Tolstoy ile ilk buluşmamı çok önceleri anlatmıştım. Benim
için o, hayata baktığım farklı bir pencere, ancak bu kitabını okurken ona karşı
biraz antipati duydum, tabi ardından hemen geçti…
Kitapta kadın erkek ilişkilerini, kıskançlığın doğurduğu
felaketlere, evlilikte yapılan hatalara, çocuklara, bir adamın ve kadının
uyuşmadığında nasılda şiddetli kavgalar ettiğine, olgunlaşmaya, pişmanlığa,
sanata, müziğin ritimlerinin psikolojiyi bazı noktalarda nasıl etkilediğine
kadar birçok konunun kısa bir öyküde buluşmasını okudum. Öyle bir hikaye ki
hayatımızda her noktadan izler taşıyordu sanki. Bir solukta okunacak kadar kısa
ancak bir yudumda sindirilemeyecek kadar büyük bir hikaye oldu benim için.

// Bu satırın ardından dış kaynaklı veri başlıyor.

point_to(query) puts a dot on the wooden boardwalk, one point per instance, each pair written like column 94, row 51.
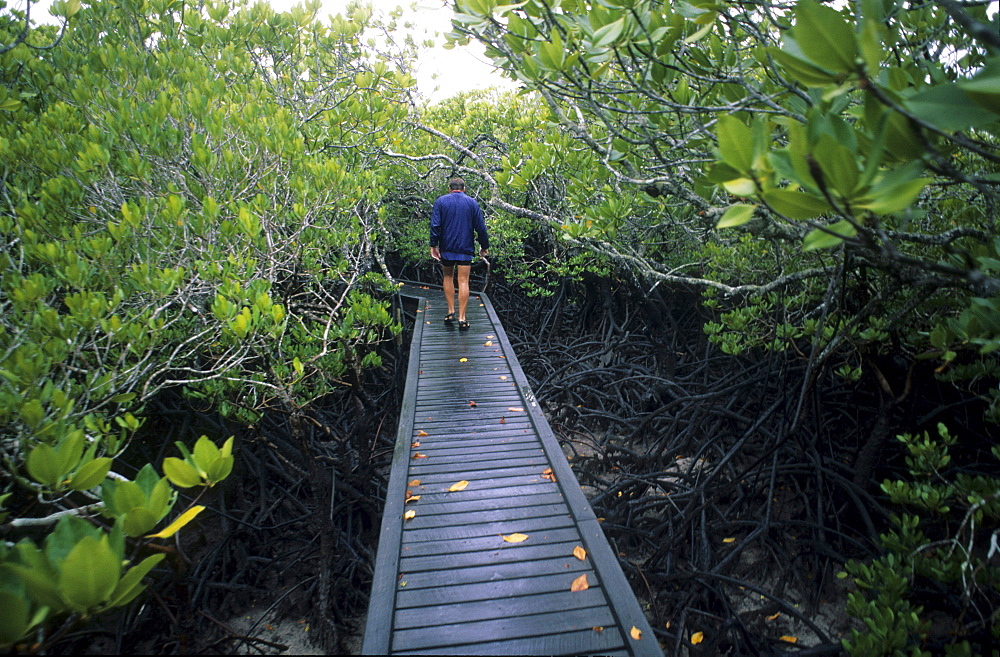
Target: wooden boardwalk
column 446, row 581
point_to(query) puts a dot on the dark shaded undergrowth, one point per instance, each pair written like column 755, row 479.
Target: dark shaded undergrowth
column 729, row 485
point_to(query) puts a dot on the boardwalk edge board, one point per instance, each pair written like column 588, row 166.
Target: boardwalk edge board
column 619, row 612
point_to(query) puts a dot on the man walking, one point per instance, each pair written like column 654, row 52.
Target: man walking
column 455, row 223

Kitapta çeviriden mi kaynaklanıyor bilemem ancak bazı
uyuşmazlıklar vardı sanki, bana biraz kadın için alçaltıcı olan ifadeler varmış
gibi geldi ve küfürlerin de kitabın içinde karşıma çıkması biran bana Tolstoy
nasıl böyle şeyler söyler dedirtti, bunu hangi hakla düşündüm bilemiyorum. Büyük
yazarlara karşı kötü his duyduğumda kendimi suç işlemiş gibi hissederim. İşte
antipati duymamın sebebi buydu. Bunu yazarken bile kendimi suçlu hissettim açıkçası.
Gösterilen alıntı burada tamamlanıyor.